3.2 Aplikasi TGA Berdasarkan Jurnal

Berikut ini merupakan berbagai aplikasi dari analisis termogavimetrik atau TGA yang telah dilaporkan dari beberapa jurnal antara lain:

a. Jurnal : Dekomposisi Termal Campuran Huntite dan Hydromagnesite (L.A. Holingbery, T.R. Hull, 2012)

- Sampel :
Huntite (Minelko Ltd), hydromagnesite (Carbomag TL), magnesium klorida, kalsium klorida dan campuran magnesium klorida dan kalsium klorida (Microcrab ST10H).
- Instrumen :
Pengukuran TGA dilakukan dengan menggunakan instrument instrument Q 5000 IR dengan laju pemanasan 10ᵒC/min.
- Hasil
Antara huntite dan hydromagnesite mengalami dekomposisi termal melalui penghilangan massa dan pelepasan air dan karbon dioksida. Gambar 3.1 menunjukan perbandingan dekomposisi termal dari huntite, hydromagnesite dan campuran antara huntite dan hydromagnesite yang telah tersedia (UltraCarb LH15).
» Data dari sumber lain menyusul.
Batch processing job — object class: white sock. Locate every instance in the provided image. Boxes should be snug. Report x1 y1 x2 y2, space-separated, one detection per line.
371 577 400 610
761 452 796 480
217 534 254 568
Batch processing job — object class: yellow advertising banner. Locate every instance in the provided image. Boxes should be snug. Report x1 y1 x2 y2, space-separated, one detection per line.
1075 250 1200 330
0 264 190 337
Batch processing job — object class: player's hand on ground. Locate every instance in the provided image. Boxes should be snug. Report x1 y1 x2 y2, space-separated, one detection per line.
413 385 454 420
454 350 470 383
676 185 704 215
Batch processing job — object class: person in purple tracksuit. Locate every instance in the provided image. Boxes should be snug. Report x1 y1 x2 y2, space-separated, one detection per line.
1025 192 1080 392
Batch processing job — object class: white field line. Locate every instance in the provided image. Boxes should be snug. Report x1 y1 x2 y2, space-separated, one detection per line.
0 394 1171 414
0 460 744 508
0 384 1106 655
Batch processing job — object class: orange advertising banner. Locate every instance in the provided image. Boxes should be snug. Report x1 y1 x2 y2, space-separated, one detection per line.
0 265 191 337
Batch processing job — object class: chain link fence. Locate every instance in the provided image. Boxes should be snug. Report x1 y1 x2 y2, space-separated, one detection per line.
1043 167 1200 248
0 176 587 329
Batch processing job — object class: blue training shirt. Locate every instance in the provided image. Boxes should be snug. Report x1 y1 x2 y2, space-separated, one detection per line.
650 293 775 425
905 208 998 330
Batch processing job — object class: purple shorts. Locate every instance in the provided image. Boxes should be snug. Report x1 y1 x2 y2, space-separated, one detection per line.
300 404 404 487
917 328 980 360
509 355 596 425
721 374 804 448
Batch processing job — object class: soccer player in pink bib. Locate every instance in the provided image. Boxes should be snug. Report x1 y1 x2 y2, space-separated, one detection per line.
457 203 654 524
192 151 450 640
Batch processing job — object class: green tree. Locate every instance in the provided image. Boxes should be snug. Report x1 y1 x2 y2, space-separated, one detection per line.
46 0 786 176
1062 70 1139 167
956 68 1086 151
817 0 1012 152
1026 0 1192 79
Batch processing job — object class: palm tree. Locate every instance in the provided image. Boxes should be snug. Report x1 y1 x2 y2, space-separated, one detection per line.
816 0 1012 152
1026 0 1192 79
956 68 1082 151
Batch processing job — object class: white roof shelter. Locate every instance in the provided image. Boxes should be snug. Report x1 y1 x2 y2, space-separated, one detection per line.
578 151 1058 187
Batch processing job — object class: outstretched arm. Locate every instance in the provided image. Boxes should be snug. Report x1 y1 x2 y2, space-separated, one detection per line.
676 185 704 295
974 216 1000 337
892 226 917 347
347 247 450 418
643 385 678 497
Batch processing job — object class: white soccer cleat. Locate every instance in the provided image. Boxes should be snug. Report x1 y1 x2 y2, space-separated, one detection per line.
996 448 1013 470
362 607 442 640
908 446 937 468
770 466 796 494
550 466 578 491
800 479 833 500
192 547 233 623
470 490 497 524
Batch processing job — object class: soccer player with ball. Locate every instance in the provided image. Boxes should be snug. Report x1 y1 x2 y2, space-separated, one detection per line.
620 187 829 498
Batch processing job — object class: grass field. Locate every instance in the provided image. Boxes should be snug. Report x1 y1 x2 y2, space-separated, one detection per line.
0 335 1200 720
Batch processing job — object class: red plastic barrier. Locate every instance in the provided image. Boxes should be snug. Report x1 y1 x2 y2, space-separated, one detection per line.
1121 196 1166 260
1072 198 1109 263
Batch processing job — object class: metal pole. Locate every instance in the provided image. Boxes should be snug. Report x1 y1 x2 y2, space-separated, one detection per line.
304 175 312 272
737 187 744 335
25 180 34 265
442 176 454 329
Gambar 3.1 Kurva TGA dekomposisi termal dari huntite, hydromagnesite dan UltraCarb LH15 (Hollingbery, 2012)
Huntite mengalami dekomposisi secara termal melalui dua tahap. Tahap pertama terjadi pada suhu sekitar 400 ᵒC dan 630 ᵒC dengan jumlah massa yang hilang sekitar 38%, dan tahap kedua terjadi sekitar 630 ᵒCdan 750 ᵒC dengan kehilangan massa sekitar 12% sehingga massa total yang hilang sekitar 50%.
Mg3Ca(CO3)4 → 3MgO + CaO + 4CO2
Huntite memiliki massa molekular total 353 g/mol. Oleh karena itu, mineral karbonat ini yang mungkin mengalami dekomposisi termal dengan melepaskan karbon dioksida yang memiliki massa molekular 44 g/mol, sehingga perhitungan stokiometrinya:
Massa yang hilang pada suhu 400 ᵒC dan 630 ᵒC :
38/100×353=134.14 g/mol
Yang hilang molekul CO2, maka :
134.14/44≈3
Jadi, pada suhu 400 ᵒC dan 630 ᵒC terjadi pelepasan sekitar 3 molekul CO2.
Massa yang hilang pada suhu 630 ᵒC dan 750 ᵒC :
12/100×353=42.36 g/mol
Yang hilang molekul CO2, maka :
42.36/44≈1
Jadi, pada suhu 400 ᵒC dan 630 ᵒC terjadi pelepasan sekitar 1 molekul CO2.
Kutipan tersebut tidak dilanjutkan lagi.